At the same time, Chinese foreign ministry spokesperson Hua Chunying reiterated that admission of new members is not on the agenda of the NSG meeting in Seoul.
“We did not target any country, India or Pakistan. We only care about non-proliferation treaty….If the non-proliferation regime is changed how can we explain the Iranian nuclear treaty,” Hua is quoted saying by news agency PTI.
The United States had earlier publicly exhorted members of the NSG to support the membership of India.
State Department spokesperson John Kirby said in a press briefing that the US has not changed its stand regarding India’s membership in the elite group.
“Well, as you know, during Prime Minister Modi’s visit, the President welcomed India’s application to join the NSG and reaffirmed that India is ready for membership. We continue to call – and nothing’s changed about our position. We continue to call on the participating governments of the NSG to support India’s application at the plenary session this week in Seoul,” he said.
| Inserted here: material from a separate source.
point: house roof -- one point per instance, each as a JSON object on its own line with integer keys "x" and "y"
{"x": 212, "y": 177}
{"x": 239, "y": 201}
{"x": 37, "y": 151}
Foreign Secretary S. Jaishankar had made a two-day trip to China on June 16 and 17 to discuss India’s NSG membership with his Chinese counterpart. This visit came days ahead of Prime Minister Narendra Modi’s meeting with Chinese President Xi Jinping on June 23 when both leaders will attend the Shanghai Cooperation Organisation leaders’ meeting in Tashkent.
China has maintained that more talks were needed to build a consensus on which countries can join the 48-nation NSG following the United States’ push to include India in the elite group.